Visualize your perfect day—how much of it involves frenzied, chaotic activity? Probably not much. Here are practical steps you can implement starting today to embrace doing less:

  • Set Priorities: Clearly identify three top-priority tasks each day to focus energy efficiently.
  • Schedule Downtime: Allocate specific times for relaxation or hobbies to recharge your mental and emotional batteries.
  • Digital Boundaries: Turn off notifications and designate tech-free times each day.
  • Embrace the Outdoors: Nature walks or even spending a short time outdoors can be rejuvenating and increase your sense of well-being.
  • Reflect and Adjust: Regularly reflect on how you feel after adopting these strategies. Adjust as necessary to fit your life’s context better.

Conclusion

The notion that less is more isn't merely a romantic ideal; it's a viable approach steeped in scientific validity. This shift away from non-stop doing towards intentional lessness allows us to harness our brain's natural capacity for rest, creativity, and emotional fulfillment. In simplifying, we unlock a richer, more fulfilling way of living—an antidote that counters the constant hustle with a scientifically endorsed balm of mental and physical wellness.


Wellness Wins

  • Prioritize Tasks, not frenetic activity; your well-being depends on mindful productivity.
  • Engage the Default Mode Network through mental breaks, allowing creativity to flourish.
  • Foster Social Bonds to enhance your psychological resilience and wellness.
  • Create White Space in your schedule to promote relaxation and prevent burnout.
  • Design a Clutter-Free Environment to enhance mental clarity and reduce stress.

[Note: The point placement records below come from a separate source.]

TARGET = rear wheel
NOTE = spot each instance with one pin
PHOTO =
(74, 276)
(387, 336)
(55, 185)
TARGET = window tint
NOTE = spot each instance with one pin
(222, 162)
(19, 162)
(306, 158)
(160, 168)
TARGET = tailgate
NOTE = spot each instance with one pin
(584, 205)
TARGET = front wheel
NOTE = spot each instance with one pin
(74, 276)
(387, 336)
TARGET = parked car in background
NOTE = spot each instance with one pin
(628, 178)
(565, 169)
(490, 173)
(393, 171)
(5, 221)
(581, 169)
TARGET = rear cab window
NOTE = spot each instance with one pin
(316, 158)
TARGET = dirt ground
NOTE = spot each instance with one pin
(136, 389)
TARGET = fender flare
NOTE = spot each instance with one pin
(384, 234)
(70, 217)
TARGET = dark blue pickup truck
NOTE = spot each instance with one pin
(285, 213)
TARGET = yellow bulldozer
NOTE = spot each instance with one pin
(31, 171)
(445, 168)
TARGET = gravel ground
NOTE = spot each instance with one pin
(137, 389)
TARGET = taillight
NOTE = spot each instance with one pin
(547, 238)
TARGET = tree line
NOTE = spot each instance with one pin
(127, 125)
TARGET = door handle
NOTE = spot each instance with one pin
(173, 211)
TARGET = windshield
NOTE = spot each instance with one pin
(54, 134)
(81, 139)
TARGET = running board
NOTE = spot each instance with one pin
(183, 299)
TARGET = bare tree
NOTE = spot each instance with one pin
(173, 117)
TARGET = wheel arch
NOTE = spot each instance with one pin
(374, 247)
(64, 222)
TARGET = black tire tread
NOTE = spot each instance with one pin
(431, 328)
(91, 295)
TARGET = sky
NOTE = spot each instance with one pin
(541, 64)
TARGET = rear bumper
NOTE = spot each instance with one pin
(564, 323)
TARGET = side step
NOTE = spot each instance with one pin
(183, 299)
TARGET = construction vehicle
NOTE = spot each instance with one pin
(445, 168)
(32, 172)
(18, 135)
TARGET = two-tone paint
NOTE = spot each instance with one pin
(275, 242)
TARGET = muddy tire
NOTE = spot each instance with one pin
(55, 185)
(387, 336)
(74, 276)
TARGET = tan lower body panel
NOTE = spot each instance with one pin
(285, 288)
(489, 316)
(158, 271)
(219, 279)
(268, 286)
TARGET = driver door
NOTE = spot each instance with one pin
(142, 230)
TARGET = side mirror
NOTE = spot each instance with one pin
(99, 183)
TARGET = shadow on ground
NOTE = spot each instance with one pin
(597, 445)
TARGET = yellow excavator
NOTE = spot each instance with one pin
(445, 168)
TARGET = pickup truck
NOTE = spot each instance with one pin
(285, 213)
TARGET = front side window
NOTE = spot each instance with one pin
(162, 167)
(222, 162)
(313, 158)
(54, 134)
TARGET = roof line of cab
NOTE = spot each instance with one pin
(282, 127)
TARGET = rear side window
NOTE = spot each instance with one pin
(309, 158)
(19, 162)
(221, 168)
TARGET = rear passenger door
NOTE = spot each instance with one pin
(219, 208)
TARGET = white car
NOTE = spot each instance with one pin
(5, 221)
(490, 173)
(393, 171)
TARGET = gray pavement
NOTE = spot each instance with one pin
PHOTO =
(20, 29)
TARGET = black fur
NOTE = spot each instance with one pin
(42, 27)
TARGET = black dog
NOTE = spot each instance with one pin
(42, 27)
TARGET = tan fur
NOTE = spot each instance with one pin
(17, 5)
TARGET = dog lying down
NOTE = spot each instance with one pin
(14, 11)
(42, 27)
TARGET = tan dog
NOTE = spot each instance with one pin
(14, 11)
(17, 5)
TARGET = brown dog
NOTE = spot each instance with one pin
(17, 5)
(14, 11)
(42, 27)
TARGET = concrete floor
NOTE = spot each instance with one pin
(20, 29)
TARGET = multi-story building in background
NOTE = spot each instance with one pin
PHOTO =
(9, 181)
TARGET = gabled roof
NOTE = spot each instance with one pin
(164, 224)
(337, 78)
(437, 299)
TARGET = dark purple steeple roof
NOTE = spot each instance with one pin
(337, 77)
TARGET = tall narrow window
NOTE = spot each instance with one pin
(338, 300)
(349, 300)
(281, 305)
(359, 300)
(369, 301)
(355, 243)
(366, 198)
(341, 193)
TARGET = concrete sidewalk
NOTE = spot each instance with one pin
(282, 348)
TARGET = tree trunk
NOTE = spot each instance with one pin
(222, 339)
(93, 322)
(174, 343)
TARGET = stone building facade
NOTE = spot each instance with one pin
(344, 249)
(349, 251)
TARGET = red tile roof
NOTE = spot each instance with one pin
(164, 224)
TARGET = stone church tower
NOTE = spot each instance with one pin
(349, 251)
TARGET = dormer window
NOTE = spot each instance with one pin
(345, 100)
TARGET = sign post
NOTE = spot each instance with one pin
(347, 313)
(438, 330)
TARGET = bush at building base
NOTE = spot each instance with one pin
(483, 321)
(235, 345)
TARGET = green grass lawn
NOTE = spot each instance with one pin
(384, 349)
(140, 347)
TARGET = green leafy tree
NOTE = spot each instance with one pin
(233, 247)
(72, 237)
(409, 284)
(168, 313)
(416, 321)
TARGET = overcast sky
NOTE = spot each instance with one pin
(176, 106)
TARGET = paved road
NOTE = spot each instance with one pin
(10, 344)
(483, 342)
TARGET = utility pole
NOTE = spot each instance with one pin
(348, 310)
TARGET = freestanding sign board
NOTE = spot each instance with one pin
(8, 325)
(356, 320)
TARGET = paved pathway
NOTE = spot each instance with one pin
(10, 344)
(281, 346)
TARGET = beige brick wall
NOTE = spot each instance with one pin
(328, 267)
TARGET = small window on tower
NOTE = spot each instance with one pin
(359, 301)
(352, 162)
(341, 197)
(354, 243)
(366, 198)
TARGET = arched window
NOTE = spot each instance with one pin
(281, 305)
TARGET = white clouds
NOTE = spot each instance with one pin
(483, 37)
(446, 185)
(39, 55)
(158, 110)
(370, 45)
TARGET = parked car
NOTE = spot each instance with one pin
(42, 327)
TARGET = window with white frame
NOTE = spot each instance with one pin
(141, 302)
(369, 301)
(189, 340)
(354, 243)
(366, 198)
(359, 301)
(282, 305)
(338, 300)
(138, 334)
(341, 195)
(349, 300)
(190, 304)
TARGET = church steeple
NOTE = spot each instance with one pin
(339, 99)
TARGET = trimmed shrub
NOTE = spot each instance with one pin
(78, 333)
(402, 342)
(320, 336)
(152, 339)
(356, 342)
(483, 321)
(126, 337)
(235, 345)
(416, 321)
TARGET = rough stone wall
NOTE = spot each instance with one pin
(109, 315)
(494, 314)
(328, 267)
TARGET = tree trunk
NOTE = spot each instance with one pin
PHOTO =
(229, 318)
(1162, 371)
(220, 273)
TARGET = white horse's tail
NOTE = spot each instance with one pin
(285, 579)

Let these insights be the gentle nudge you need to prioritize less and feel infinitely better.

Zia Wennington
Zia Wennington

Fitness & Lifestyle Editor

Zia is a certified personal trainer and former college athlete with over a decade of experience helping women move with strength and confidence. She focuses on mobility, injury prevention, and creating sustainable routines that fit real bodies, real lives, and real schedules—no extremes, just support that sticks.